Weldhagen Gerhard F, Prinsloo Andrea
Department of Medical Microbiology, Faculty of Health Sciences, University of Pretoria, Pretoria 0001, South Africa.
Int J Antimicrob Agents. 2004 Jul;24(1):35-8. doi: 10.1016/j.ijantimicag.2003.12.012.
Screening for and detection of the novel extended spectrum Beta-lactamase (ESBL), GES-2 produced by Pseudomonas aeruginosa remains a problem in the clinical microbiology laboratory. This study aimed to compare the normally used ESBL screening agent ceftazidime, with molecular detection, to demonstrate the presence of GES-2 ESBL production in clinical isolates of P. aeruginosa. Ceftazidime was found unreliable as an ESBL screening agent, with a specificity of 34.4%, when National Committee for Clinical Laboratory Standards resistance criteria for P. aeruginosa were employed. An improved PCR detection method was devised, that amplified a 371 bp segment of bla(GES-2). This should lead to more cost-effective DNA sequencing and sequence interpretation in the laboratory.
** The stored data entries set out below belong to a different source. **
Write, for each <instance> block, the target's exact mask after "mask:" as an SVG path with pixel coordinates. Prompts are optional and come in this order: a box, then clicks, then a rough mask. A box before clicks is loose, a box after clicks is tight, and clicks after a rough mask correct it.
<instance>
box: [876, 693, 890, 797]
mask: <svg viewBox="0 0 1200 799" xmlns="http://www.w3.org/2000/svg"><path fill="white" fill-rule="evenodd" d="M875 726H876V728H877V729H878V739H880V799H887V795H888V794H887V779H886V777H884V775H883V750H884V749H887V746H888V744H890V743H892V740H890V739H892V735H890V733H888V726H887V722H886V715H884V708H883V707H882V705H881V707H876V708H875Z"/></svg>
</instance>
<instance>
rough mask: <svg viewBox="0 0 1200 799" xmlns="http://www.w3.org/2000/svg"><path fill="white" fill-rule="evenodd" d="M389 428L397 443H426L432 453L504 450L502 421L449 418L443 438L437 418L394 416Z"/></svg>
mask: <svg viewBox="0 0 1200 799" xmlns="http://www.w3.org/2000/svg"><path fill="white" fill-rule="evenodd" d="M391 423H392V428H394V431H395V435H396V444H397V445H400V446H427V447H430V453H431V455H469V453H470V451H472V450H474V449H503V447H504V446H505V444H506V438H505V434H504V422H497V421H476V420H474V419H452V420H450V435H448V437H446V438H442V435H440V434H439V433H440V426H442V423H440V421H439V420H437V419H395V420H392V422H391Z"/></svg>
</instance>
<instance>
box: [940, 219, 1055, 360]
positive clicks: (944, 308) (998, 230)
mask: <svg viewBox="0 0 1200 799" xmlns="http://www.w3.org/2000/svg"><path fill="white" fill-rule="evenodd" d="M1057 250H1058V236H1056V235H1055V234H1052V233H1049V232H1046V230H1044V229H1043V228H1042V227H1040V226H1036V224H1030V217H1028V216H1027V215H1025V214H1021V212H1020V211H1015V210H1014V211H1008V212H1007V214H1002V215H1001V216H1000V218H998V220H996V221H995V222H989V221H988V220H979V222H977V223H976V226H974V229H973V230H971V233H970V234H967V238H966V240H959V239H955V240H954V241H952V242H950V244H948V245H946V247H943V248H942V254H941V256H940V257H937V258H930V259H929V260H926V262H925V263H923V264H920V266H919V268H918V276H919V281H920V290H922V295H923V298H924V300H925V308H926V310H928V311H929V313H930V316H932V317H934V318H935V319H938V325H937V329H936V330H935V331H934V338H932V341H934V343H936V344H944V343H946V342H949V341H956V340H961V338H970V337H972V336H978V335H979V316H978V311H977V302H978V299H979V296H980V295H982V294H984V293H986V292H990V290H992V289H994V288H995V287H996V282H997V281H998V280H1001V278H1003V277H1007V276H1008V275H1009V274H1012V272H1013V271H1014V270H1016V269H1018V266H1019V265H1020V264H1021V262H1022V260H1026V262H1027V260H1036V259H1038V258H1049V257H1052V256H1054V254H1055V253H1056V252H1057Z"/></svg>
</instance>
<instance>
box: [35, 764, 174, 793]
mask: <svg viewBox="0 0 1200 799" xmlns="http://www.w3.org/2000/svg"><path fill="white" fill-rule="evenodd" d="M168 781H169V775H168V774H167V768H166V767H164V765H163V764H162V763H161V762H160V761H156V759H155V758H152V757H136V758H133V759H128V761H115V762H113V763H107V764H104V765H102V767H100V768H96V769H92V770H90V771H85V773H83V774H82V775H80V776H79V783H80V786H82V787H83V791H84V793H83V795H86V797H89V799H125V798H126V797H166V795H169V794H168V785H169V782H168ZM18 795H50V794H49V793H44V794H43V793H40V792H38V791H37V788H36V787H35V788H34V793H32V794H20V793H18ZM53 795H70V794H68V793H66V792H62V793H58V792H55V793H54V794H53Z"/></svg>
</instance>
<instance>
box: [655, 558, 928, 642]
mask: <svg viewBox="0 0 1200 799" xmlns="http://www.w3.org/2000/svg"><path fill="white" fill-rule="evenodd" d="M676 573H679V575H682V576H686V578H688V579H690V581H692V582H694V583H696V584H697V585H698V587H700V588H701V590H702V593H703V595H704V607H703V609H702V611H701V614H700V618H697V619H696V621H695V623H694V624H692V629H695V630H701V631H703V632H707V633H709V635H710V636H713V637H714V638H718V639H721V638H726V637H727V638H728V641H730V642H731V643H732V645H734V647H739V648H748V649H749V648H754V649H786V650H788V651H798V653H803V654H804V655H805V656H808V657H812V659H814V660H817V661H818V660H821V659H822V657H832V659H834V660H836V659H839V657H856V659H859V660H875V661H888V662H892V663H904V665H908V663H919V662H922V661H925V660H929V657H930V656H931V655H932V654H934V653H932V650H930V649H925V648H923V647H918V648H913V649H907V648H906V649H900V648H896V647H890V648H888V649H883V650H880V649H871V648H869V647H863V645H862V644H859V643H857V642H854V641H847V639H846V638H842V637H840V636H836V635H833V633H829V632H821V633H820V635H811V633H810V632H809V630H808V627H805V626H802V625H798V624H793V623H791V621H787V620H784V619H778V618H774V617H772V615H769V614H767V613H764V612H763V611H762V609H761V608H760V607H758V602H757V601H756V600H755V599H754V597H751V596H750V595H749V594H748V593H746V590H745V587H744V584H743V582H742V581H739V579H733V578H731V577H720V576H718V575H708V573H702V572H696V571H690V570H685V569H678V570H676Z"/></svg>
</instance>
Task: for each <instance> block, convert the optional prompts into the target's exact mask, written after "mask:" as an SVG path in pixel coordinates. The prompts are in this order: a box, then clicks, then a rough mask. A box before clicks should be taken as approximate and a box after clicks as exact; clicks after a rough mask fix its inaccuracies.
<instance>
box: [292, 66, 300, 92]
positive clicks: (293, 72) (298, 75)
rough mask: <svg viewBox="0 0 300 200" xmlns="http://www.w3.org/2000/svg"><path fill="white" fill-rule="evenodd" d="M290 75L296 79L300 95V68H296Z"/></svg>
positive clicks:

对铜绿假单胞菌产生的新型超广谱β-内酰胺酶(ESBL)GES-2进行筛查和检测,在临床微生物实验室中仍然是一个难题。本研究旨在将常用的ESBL筛查试剂头孢他啶与分子检测方法进行比较,以证明铜绿假单胞菌临床分离株中GES-2 ESBL的产生情况。当采用美国国家临床实验室标准委员会(National Committee for Clinical Laboratory Standards)针对铜绿假单胞菌的耐药标准时,发现头孢他啶作为ESBL筛查试剂并不可靠,其特异性为34.4%。设计了一种改进的PCR检测方法,该方法可扩增bla(GES-2)的一个371 bp片段。这将使实验室中的DNA测序和序列解读更具成本效益。